C’est là qu’il faut penser à tout ce que le texte de Roland Barthes recèle de justesse. La vielle personne ne cherche pas à être comprise dans son énoncé, dans son message, elle n‘aspire qu’à être prise en compte dans son existence même, et pour cette existence même, c’est-à-dire dans tout ce qu’une existence a d’irréductible à tout mot, à tout système, à tout message. A la dictature d’un monde parlé et parlant au sein duquel tout toujours et et sera déjà dit, il s’agit d’opposer la présence incontestable et première d’un « monde-là » insignifiant, brut, naturel. 

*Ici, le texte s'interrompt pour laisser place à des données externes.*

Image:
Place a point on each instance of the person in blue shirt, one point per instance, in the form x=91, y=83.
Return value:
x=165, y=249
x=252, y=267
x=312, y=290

C’est exactement de ce silence là aussi (parce que ce monde là est silencieux) que nous parle Merleau-Ponty à la fin du passage. Sous le bruit des paroles instituées, mais aussi par elles, une présence physique, pleine, indicible opéra, s’impose sans la moindre discussion. Nous prenons aussi la parole pour crier notre incompréhension de ce silence là, pour signaler que nous n’avons aucune idée de ce que nous faisons là ni dans quel but ni pour quelles raisons. Nous parlons nécessairement et exclusivement pour ça: pour exprimer cette expression interdite d’une présence sidérante et sidérée. Je vous demande le temps qu’il fait mais je sais bien que ni vous ni moi n’en avons rien à faire, l’essentiel est dans ce signe de vie que j’émets à votre égard parce que j’aimerai compter autant pour vous que vous comptez pour moi. Prendre la parole c’est lancer à la mer des relations sociales cette bouteille là sans vraiment savoir si elle sera repêchée. C’est en ce sens que toute parole est un cri mais qu’elle est en tant que parole articulée à du logos tout autre chose qu’un cri. C’est aussi en ce sens que toute prise de parole est un premier cri. La parole est donc l’absolu du geste et la signification sa fermeture en un monde parlé c’est-à-dire ordonné par le logos: un cosmos. 



Conclusion


Il convient donc de situer ce texte dans le prolongement de celui qu’Aristote rédigea vingt quatre siècles plus tôt dans son livre « politique ». L’humain peut se définir comme la créature articulant la voix (phoné) et la langue (logos). Qu’il y ait dans cette articulation quelque chose d’impossible et pourtant de réel, comme un impossible auquel seul l’homme se sent tenu et conséquemment par le biais duquel seul il se «  tient » suffit à expliquer la thèse de Merleau-Ponty.  Comprendre l’homme, c’est comprendre pourquoi et comment il « prend la parole », comment il frappe interminablement à cette maison sans porte ni fenêtres de la langue pour dire ce qui de toute façon ne peut que lui échapper en le disant.  C’est comme vouloir participer à une fête dans laquelle on sait par ailleurs que l’on n'y sera jamais admis. Peut-être est-ce dans une conversion de son rapport à la langue que résiderait éventuellement une éventuelle solution: plutôt que de vouloir dire quelque chose, il ne serait affaire pour l’homme que de faire acte ou signe de présence, de témoigner d’une expérience humaine en renonçant enfin à la faire comprendre en tant qu'énoncé de sens.